I’m not a fan of Tomato soup – this recipe was really good. To give it a kick it needed dried pepper flakes or some
Chilies but then I’m a spicy gal.
Soups are risky for packing as lunches so I just used your instructions to roast and we are serving the roast tomato mix chunky and unblended over pasta
This is a family favorite for a good long time now. I decided I should leave a review. This soup is wonderful. Full of great flavors. It’s so filling. I especially love it at the end of summer with the fresh garden tomatoes. But it’s always good.

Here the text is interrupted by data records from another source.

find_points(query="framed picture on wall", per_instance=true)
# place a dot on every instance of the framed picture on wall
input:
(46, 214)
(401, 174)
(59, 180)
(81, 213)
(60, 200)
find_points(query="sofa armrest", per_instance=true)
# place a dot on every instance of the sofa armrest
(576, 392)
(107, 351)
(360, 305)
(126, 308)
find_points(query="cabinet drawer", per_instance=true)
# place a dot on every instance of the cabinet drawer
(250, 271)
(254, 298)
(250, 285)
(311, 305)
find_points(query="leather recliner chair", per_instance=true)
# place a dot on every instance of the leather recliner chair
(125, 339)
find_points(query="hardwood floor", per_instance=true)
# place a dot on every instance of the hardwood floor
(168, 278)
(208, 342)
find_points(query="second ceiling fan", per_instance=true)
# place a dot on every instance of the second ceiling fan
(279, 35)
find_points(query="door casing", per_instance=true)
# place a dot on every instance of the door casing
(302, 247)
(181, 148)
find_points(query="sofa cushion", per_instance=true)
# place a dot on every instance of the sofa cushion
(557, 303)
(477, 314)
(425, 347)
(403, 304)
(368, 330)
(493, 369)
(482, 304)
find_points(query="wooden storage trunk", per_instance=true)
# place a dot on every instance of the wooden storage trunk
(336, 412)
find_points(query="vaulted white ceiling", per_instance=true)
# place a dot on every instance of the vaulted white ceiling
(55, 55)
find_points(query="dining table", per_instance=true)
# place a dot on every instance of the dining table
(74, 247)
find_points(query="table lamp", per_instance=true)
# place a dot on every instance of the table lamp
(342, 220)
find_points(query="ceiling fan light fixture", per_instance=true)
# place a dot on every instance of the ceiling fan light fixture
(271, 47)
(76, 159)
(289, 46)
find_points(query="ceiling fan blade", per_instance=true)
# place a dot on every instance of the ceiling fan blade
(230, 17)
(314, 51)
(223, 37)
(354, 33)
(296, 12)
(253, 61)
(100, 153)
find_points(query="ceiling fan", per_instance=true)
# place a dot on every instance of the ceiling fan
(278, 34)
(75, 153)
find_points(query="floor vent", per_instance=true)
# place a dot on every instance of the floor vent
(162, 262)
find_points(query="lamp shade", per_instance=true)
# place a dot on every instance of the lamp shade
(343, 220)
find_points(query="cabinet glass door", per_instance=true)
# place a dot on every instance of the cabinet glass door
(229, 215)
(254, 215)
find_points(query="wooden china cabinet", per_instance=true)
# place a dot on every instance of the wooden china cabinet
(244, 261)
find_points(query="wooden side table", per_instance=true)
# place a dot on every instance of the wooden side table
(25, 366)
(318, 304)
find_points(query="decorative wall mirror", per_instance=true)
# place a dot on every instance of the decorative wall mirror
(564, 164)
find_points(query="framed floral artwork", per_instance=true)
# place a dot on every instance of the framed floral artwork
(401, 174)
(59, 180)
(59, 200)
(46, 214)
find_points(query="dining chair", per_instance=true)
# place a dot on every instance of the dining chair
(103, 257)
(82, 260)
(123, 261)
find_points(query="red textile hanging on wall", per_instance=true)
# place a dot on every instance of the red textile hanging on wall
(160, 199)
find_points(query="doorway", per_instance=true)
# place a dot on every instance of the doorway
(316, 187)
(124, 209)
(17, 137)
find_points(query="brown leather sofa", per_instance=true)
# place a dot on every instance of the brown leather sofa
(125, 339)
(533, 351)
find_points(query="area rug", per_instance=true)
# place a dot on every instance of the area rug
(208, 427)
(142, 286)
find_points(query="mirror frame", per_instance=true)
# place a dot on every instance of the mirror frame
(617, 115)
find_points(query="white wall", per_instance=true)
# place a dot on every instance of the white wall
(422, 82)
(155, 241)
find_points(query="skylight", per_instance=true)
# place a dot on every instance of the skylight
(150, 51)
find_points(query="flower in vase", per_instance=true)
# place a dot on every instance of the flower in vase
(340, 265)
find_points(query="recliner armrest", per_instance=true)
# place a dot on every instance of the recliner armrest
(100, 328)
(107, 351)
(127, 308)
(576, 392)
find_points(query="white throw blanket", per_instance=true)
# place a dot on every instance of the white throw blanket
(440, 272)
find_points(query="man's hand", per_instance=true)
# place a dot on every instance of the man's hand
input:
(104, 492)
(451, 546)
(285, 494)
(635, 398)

I have made this multiple times. After blending the soup I add about 1 TBL of basil paste. I also add more red pepper than the recipe calls for because I love the flavor it gives. This soup freezes really well.
I made this tonight as written and it is DELICIOUS! This is a soup with rich, deep flavor. After removing the pan from the oven, I put everything in my blender, so velvety. The hubby loved it. This will be our go-to tomato soup.
Delicious! I forgot to add the parmesan, but it didn’t need it. I used Roma tomatoes, and fresh thyme and basil. Even the fact that I disturbed a rather large spider who was minding its own business, chilling in its web when I bumbled through it on my way to collect basil, didn’t detract from the delectable taste of this soup.
Great recipe! Thank u
So easy and delicious. I used sweet angel variety of tomatoes. Honestly best tomato soup I have ever had!
Thank you so much for posting this recipe. It was the best tomato soup I’ve ever had. I have a feeling it could be gazpacho soup too, with a little hint of line. I only had 4 tomatoes which amounted to about a pound so I just eyeballed the rest of the ingredients. Yummy, creamy, delicious!